Here is Bulletin_2016-03-27
Easter Triduum: We will use a quote from the USCCB Website article Triduum to open our consideration of what these three days mean to us:
The summit of the Liturgical Year is the Easter Triduum—from the evening of Holy Thursday to the evening of Easter Sunday. Though chronologically three days, they are liturgically one day unfolding for us the unity of Christ’s Paschal Mystery.
For a number of the sheep of Kephas, the Mass of the Lord’s Supper was the doorway through which they entered into these three days of Divine Mystery. All were there seeking to participate fully in this treasured experience that destroys the bonds of time and place and makes us truly present to witness the establishment of the priesthood and the institution of the Holy Eucharist. There would be no disappointment for them because that is what they witnessed last night.
Yet, lurking in the background, there were other realities. The place was wrong. Once again, the sheep were not at St. Peter’s, they were at St. John the Baptist. Yes, this has been one more year in exile; another year separated from our Parish, our spiritual community, and our friends.
Whether he knows it or not, Fr. Fasano has provided safe refuge for many of the Sheep in Exile. His personal and inspiring exposition of his love for the priesthood has renewed our belief that the Sacrament of Orders was, indeed, instituted by Christ. Father shared many of his own life stories. One was very recent. Earlier in the day, he was asked to go to High Knob to visit someone who was dying; while there he administered the Last Rites and consoled the family. He mentioned that High Knob is not an easy driving experience. But his story was not about the difficulties. His story is about what the priesthood is all about. It is to bring Christ to those in need and to open the gates of Heaven to them.
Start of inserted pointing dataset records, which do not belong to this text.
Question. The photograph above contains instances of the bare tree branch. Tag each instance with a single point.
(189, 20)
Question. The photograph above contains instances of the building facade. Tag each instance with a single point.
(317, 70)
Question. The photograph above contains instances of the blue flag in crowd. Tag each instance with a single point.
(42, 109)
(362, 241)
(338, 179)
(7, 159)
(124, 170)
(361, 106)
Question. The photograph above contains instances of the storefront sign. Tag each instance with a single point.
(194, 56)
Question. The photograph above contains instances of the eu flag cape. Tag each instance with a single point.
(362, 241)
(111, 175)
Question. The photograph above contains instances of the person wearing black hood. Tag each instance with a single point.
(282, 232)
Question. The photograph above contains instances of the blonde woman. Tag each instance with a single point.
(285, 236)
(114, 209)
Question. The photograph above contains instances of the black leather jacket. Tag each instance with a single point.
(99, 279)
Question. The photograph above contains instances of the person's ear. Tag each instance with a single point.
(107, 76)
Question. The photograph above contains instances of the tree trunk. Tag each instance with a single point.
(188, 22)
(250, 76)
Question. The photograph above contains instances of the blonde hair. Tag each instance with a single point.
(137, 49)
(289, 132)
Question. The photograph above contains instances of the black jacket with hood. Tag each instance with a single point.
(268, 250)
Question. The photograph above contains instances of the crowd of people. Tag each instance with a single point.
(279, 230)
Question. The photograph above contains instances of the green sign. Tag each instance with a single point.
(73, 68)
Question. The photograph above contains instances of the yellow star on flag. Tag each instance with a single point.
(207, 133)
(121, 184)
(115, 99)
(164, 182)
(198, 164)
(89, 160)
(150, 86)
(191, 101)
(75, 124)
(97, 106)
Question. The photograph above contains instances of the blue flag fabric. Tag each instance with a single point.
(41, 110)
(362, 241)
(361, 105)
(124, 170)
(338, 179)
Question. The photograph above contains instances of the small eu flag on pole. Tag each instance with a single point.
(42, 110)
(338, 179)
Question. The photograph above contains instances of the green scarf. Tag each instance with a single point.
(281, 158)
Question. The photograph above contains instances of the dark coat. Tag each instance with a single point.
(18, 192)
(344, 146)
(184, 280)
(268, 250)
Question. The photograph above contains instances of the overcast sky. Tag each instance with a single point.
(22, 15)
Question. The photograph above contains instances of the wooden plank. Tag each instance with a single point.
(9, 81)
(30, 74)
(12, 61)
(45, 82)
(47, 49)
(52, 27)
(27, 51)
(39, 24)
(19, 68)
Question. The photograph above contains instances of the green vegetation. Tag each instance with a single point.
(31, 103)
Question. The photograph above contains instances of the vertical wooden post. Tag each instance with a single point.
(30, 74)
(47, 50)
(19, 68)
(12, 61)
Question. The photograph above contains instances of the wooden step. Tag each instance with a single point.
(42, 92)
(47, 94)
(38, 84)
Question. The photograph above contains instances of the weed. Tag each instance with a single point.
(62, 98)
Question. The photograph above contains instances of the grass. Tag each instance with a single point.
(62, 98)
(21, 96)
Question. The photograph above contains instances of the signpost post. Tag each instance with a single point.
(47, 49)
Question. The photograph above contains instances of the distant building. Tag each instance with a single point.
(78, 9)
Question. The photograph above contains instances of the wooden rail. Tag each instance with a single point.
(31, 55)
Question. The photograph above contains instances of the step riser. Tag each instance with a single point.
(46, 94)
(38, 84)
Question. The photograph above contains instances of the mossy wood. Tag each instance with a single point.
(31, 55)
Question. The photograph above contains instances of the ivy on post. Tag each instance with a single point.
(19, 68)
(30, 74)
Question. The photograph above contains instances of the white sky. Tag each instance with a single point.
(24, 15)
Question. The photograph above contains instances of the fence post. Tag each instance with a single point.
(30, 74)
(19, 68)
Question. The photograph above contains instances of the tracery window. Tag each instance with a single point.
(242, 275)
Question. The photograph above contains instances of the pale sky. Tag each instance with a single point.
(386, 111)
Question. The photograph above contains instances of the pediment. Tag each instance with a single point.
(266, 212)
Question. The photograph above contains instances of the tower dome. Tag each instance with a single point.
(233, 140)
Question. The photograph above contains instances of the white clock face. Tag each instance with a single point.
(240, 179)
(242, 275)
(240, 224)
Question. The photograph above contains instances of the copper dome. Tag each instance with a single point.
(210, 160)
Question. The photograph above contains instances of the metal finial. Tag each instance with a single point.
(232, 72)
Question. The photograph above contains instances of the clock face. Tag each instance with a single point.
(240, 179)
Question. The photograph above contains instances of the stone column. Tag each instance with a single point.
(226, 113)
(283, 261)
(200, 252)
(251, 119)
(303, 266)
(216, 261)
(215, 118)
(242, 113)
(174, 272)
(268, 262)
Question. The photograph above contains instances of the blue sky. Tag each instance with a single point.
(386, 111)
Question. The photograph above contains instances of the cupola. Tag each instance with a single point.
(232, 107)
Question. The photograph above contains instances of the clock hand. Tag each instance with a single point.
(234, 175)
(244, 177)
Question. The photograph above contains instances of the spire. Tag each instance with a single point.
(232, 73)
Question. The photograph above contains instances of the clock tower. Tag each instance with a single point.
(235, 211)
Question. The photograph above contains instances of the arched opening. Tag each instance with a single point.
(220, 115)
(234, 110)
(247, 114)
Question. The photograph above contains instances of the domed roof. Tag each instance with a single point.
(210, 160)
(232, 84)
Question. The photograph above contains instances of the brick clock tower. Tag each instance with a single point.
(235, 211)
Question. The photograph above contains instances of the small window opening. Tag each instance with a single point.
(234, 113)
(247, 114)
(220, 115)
There was another reality and that reality was even more poignant for me. Although I was at Mass, listening to Fr. Fasano, my wife was not with me. This was the first time that I can recall in these many years since her conversion that she was not beside me during the Mass of the Lord’s Supper. In our minds, she had a different and more important mission for that evening – she had to be in a home on High Knob to visit someone who was dying and to console her best friend of 31 years.
The Corporal and Spiritual Works of Mercy work best when combined. On one hand, you will visit the sick and on the other, you will console the sorrowful. When you do the two together, Christ enters into your actions and sanctifies them. And, equally important, you must pray. That is why I was at Mass last night – my job was, and still is, to pray.
However, this Triduum story has other thoughts for us to consider. Fr. Fasano has his role. My wife and I have our respective roles. There is another person that is truly important in this story. My wife’s friend of 31 years has stood beside her husband in suffering far longer than these few months battling cancer. For years, her husband has been disabled by a disease that required constant attention. She could have had him placed in some type of caring facility. But she knew that he would be totally disoriented in such a place. Instead of taking the easy path, she chose the difficult path – the path of love. Not the Valentine’s day type of sweetness and smiles, she chose the path of serving the man she married through sickness and mental anguish.
Isn’t the path our friend chose the very same path that Jesus chose in the Garden while his disciples slept? He could have walked away from His cup of sorrow, but He did not. Our friend could have walked away from her cup of sorrow, but she did not.
For her, as for Mary, there will be a day of great loss and sadness. We will try to be there for her.
Yet, this is the Triduum. We know how the Triduum ends – it ends with Easter. In her heart, our friend already knows that. Let us look to the Triduum for strength and let us look to Easter for great joy!